La décision fut prise quelques semaines auparavant suite au soutien de l’équipe de Visit Faroe Islands.
Cela va te surprendre mais je n’avais rien préparé, rien lu, rien vu sur les Iles Féroé. Je voulais me sentir comme un naufragé, débarquant là sans rien connaître, faisant ainsi de chaque route, chaque chemin, un trésor de découverte. Cette aventure durera 18 jours. Voici le récit de ma première journée.
Je séjournais à l’Hôtel Foroyar. Tout le monde le connaît. C’est LE grand hôtel des Féroé. On y célèbre les mariages, les grands évènements, on y reçoit les présidents (Bill Clinton a laissé son nom à une suite). Nichées dans le sol et surplombant la ville, les chambres donnent toutes sur la baie. Chaque matin c’est un miracle de couleurs, de lumières et de reflets.

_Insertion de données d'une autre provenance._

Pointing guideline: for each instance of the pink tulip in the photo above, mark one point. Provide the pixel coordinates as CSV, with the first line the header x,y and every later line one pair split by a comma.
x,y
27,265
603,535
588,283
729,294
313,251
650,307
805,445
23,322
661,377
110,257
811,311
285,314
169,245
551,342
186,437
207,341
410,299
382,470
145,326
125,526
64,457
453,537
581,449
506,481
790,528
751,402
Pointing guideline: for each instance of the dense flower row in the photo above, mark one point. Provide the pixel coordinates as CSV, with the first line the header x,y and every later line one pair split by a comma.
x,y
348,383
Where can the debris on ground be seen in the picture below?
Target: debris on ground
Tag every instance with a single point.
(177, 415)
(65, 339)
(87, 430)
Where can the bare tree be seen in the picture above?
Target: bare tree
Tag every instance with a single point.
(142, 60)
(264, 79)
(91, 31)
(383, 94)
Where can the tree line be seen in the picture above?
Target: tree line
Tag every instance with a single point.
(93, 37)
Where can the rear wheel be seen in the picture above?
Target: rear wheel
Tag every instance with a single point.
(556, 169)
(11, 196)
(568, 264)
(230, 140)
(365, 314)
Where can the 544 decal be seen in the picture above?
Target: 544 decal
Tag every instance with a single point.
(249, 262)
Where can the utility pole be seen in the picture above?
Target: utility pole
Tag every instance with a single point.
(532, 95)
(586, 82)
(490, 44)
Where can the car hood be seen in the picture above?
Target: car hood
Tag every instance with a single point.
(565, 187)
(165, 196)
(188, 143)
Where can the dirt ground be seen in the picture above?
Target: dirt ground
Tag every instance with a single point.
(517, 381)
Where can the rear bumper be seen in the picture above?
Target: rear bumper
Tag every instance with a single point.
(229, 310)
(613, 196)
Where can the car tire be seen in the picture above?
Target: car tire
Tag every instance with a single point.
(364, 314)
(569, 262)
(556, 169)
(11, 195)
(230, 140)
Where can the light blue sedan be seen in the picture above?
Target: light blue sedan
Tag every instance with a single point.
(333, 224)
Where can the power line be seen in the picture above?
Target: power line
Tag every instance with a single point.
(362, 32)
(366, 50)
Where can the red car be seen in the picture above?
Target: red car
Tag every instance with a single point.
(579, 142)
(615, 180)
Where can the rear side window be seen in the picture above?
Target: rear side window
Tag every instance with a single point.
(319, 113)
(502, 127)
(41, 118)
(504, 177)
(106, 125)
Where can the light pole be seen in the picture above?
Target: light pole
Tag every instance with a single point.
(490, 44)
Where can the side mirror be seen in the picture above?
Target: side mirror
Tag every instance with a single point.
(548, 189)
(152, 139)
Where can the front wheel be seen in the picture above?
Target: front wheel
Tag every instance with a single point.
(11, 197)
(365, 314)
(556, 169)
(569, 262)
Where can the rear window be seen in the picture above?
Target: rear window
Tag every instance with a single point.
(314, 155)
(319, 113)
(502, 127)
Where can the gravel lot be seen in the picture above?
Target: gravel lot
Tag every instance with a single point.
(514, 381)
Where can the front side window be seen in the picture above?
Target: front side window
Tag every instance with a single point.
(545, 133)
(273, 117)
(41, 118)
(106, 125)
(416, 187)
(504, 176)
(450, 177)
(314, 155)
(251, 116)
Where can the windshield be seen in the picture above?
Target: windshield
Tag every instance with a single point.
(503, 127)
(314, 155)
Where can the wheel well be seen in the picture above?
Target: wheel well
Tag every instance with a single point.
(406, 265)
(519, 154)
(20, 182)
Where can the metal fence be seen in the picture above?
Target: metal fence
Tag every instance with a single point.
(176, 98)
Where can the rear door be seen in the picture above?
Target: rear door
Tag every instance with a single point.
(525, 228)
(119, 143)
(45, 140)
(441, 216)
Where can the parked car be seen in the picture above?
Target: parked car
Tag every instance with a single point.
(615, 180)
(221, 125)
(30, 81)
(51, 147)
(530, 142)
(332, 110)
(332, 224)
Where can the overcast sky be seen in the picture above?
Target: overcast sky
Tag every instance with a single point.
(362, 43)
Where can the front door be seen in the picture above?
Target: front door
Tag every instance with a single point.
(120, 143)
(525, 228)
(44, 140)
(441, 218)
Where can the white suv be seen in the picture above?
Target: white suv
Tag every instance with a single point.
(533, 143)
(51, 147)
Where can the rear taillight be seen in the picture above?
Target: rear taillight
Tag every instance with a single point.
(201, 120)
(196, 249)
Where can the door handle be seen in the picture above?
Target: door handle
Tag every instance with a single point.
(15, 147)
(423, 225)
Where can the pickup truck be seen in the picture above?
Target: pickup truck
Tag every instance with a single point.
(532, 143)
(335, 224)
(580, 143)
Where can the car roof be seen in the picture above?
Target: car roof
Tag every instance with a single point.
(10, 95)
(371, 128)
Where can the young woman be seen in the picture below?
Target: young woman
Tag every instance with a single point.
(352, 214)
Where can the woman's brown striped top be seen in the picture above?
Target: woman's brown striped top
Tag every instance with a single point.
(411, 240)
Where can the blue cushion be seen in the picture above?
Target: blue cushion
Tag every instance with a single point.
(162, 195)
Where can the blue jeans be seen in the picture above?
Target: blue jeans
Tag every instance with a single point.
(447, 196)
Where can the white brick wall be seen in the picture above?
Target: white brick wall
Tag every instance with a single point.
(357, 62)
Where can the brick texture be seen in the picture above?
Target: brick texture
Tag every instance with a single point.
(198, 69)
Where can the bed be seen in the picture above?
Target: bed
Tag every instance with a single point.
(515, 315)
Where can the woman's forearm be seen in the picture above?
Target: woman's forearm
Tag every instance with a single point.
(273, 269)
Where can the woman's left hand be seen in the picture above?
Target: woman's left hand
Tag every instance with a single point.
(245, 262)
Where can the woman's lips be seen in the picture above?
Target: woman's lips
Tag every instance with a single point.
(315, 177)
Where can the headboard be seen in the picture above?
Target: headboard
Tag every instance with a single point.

D’ici on aperçoit le port. J’aime les villes qui ont un port. Je me suis souvent dit que c’est un parfum qui manque à Paris.
Qu’allais-je faire de cette journée ? Je n’ai écouté que mon désir, celui de tourner à gauche en sortant de l’hôtel et prendre la 50, cette ancienne route souvent plongée dans le brouillard qui parcourt l’épine dorsale de Streymoy. C’est une des plus belles routes des Féroé, pourquoi résister ?
Qu’on ne s’y trompe pas. La lumière ne se répend pas comme un liquide.
Elle est solide, compacte, c’est un serpent de photons qui se glisse lentement dans les creux du Kollafjørður.
Passé le long tunnel me voici sur Vágar. Depuis Sandavágur on aperçoit d’autres îles dont je ne connais pas encore le nom. J’observe le spectacle. La lumière est basse, puissante et fragile à la fois.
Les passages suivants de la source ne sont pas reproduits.